Actually, yes, I think of music very visually, in terms of patterns, interference patterns, harmony, etc. A lot of that comes from playing the piano, where each pitch and chord has a specific shape in my hands. And rhythm is a visceral thing — and even if the movement of ones hands is not specifically visual, it is done through space and involves more dimensions than just a sound wave. And then scores and code have a visual component too that illuminates the structure they encode. But I do think there is a boundary, and I rarely overlap musical and visual works, unless I find the original artistic idea has equal expression in both, and that is very rare. 3. When did the idea to start your label, Physical Editions, emerge, and why?
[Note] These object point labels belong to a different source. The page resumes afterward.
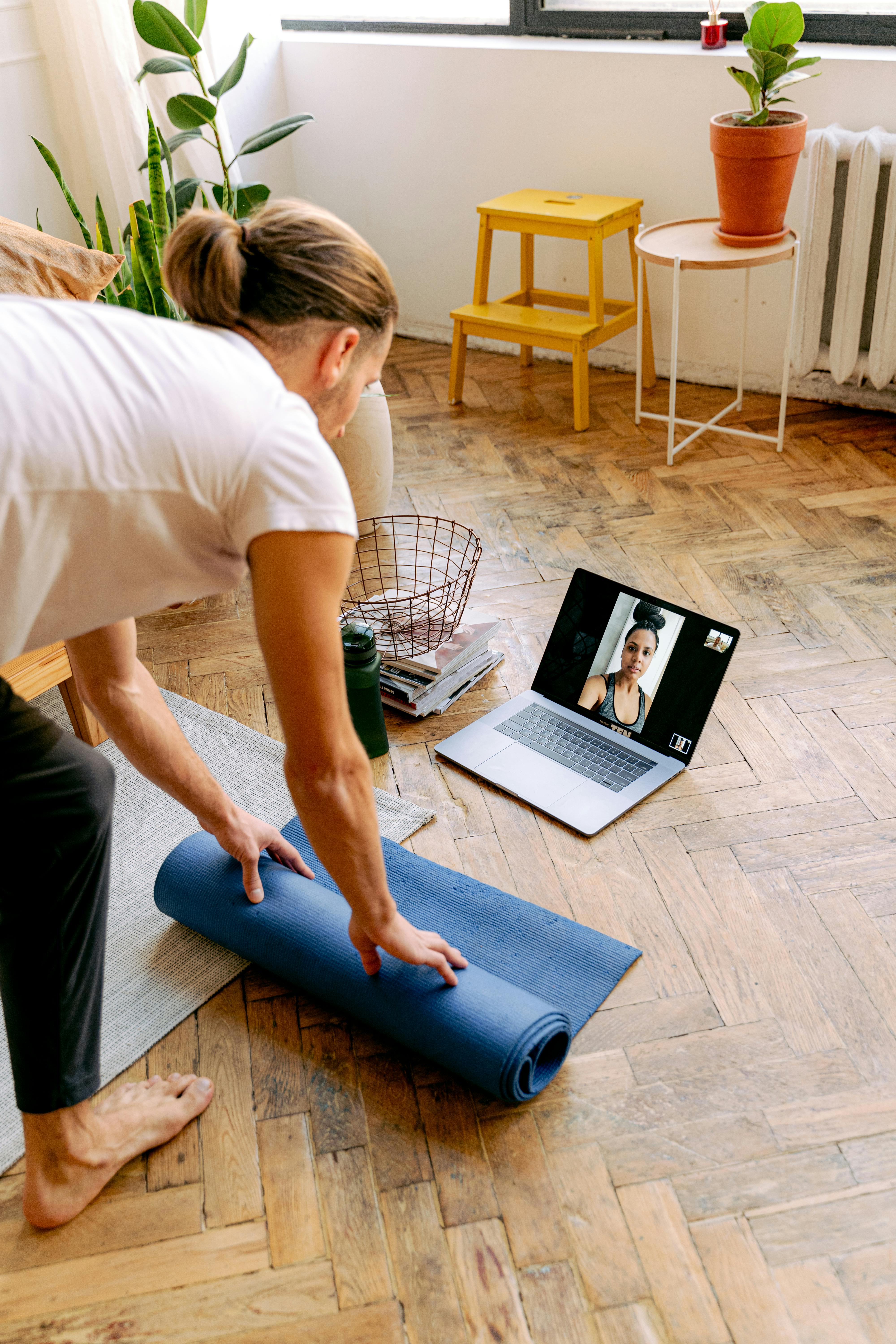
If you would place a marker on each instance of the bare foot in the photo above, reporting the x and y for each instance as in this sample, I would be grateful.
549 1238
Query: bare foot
72 1154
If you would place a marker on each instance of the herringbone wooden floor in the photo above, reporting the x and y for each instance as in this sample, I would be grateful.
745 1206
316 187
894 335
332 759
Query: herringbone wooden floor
718 1159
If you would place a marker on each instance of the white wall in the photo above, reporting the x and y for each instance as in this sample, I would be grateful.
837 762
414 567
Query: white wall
413 132
26 110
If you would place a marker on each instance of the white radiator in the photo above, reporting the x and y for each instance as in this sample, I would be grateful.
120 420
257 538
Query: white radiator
847 288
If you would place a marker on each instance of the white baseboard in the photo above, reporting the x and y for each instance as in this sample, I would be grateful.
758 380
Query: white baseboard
817 386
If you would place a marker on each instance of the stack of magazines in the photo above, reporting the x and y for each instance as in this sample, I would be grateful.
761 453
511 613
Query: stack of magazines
432 682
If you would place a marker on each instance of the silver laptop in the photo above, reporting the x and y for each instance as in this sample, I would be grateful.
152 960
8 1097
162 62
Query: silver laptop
617 708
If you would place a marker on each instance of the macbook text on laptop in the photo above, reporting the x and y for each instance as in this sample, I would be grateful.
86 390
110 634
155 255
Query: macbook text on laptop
617 708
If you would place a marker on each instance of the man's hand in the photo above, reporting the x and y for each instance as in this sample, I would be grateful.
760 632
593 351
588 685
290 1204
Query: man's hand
402 940
244 837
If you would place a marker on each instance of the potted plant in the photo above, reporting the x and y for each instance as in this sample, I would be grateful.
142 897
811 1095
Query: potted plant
757 151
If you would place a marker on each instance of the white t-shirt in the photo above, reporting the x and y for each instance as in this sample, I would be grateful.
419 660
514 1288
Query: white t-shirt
139 458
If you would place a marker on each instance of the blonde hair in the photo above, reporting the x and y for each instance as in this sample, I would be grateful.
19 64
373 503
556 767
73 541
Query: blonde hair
291 263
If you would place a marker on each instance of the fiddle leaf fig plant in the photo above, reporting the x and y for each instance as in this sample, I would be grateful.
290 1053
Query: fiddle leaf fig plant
770 42
195 115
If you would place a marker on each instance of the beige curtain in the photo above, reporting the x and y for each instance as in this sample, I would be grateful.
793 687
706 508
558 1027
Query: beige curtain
93 57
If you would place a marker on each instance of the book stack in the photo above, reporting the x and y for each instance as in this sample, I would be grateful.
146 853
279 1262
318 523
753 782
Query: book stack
432 682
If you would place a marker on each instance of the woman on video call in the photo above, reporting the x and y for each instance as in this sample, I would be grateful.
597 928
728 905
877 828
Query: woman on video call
616 698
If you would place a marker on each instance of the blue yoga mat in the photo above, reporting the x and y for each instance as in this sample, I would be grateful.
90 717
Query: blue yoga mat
534 979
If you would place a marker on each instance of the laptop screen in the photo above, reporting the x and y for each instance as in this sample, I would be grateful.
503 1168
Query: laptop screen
636 663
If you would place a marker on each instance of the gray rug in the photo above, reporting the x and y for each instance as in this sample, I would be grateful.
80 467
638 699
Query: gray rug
158 972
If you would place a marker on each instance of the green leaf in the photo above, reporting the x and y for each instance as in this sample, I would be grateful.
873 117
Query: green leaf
166 67
234 72
156 186
54 169
160 29
195 15
774 25
250 196
747 83
143 248
768 67
797 77
189 111
271 135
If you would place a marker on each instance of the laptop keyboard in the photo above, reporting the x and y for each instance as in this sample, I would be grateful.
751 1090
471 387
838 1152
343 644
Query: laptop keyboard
586 753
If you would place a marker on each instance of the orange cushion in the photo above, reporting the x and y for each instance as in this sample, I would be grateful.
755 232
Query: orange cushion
49 268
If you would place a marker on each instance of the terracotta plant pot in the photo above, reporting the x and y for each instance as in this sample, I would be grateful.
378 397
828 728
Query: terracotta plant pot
366 454
756 170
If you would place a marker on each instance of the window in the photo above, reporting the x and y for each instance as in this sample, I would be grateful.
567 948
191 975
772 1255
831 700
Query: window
866 22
Lesley Flanigan and I started Physical Editions in 2014 as a vehicle to give us the space (in multiple axes) to release our projects exactly the way we wanted to. The word “label” doesn’t quite represent it, more imprint, or production house, since we create books and it supports the fabrication of our installations and objects as well. The project list is huge, and we are just getting started. 4. On the Physical Editions website, a description of Lesley Flanigan's Hedera explains her piece as existing "halfway between the equally hallowed spaces of the experimental music hall and the dance floor". Do you see overlap between experimental electronic art music like Hedera or your own works and experimental house and techno music? Yes, both Lesley and I have both listened heavily to electronic music of all kinds since we were kids, alongside contemporary music. I grew up on Underworld, Aphex Twin, Autechre, Chemical Brothers, DJ Shadow, Portishead, Roni Size, µ-Ziq. I believe the listening interests of people who listen to electronic music are extremely similar to those who listen to “classical” music, as both audiences are interested in sound, in texture, in shape, in transition, in composition. I find a lot more overlap there than with indie rock. It’s funny timing, since both Lesley’s recent Hedera and my new Noise Patterns are our first albums that have specific “beat” elements in them. 5. Robert Henke, aka Monolake, also draws inspiration from the digital and the visual in his experimental techno works and his work in developing the popular production software Ableton. Do you find similarities between your projects? Robert Henke is one of a small handful of artists with whom I find an artistic kinship. He is interested in technology as a deeply meaningful medium, and creates thoughtful works with it, both in music and as installations. That’’s quite evident in his new body of work for the vintage 8032 computer, which he is programming in assembly language. I have programmed in assembly since 1-Bit Symphony, and he’s the only other artist I know of who does so! At least for me—and I believe for him too—working in assembly gives me a direct connection to the hardware itself, removing all the layers of technology we usually have to wade through that shield us from the actual raw processes underneath all the technology around us.